I'm not sure what your code is doing, anyway, for a fixed B bound and e>1, solve the
x*log(x)/e=B*log(B)
equation, say binary search is fine since x*log(x) is monotone increasing (on [exp(-1),inf) interval ).
And put all q^e (for q prime) to the smooth set, where q is in the [B,U] interval, and U is the solution of the above equation.

You could argue that smooth number's factors is not that random, and that is true, say more than half of them is even.
So ran some tests, that is in some way deeper and at once lighter.

General method let the antique pm1 way, and the improved is the improved.
Since we want a comparison we have to adjust the B limit, lowering that in such a way that the exponent will be smaller, but we find more smooth numbers.

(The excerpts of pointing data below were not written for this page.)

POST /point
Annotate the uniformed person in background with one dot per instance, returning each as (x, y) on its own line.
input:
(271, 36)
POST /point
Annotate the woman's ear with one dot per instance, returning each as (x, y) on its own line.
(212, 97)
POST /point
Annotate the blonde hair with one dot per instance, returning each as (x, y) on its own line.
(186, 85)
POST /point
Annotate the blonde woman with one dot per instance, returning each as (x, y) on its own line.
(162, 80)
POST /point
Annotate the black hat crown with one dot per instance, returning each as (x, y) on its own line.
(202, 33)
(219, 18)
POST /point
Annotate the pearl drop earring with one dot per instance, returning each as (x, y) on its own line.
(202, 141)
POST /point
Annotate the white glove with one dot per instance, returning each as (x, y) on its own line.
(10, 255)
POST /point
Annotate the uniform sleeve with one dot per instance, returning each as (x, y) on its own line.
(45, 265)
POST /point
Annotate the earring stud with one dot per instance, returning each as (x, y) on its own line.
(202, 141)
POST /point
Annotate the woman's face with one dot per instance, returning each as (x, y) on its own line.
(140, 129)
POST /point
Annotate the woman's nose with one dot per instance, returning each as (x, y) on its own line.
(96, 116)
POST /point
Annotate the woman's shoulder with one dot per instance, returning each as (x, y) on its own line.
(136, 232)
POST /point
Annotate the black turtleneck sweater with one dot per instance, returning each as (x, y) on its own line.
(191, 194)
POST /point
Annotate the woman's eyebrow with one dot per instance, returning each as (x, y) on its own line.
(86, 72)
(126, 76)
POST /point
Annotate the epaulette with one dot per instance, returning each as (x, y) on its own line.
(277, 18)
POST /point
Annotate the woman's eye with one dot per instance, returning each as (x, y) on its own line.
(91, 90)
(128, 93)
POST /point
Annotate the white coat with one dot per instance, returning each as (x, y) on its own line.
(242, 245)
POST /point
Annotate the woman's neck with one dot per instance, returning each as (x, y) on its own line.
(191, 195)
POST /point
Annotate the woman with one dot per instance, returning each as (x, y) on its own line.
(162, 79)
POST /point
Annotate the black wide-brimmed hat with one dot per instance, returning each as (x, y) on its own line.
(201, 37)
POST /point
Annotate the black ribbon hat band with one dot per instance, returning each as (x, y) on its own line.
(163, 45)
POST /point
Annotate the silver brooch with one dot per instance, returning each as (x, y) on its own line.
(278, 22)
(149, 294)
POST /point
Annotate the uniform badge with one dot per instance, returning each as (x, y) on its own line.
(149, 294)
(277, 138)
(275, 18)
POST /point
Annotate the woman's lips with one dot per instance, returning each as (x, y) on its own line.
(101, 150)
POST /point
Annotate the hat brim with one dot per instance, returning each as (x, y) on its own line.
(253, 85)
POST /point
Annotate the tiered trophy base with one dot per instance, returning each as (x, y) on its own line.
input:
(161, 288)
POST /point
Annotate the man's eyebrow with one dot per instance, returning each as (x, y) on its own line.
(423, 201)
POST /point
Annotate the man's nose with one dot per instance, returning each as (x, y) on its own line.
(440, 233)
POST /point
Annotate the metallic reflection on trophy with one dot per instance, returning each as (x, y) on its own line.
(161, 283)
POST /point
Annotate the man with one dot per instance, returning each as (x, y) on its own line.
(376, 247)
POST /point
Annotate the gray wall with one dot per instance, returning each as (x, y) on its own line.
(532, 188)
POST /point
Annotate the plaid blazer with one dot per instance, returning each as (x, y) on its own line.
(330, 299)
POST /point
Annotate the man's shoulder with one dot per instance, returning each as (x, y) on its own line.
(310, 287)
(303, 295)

Let B=1000, but for simplicity we use the same U bound for all e>1, the algorithm will include 1024,1331,1369,1681 [these are 2^10, 11^3, 37^2, 41^2] and exclude 991 and 997.
Here 2*11*37*41<991*997 gives that the exponent is smaller what used in the general method.
In the [1e13,2e13] interval with a simple backtracking it is possible to find all smooth numbers (for these 2 methods)
The general method found 12988813875 smooth numbers.
The improved found 13058081975 smooth numbers, so slightly more.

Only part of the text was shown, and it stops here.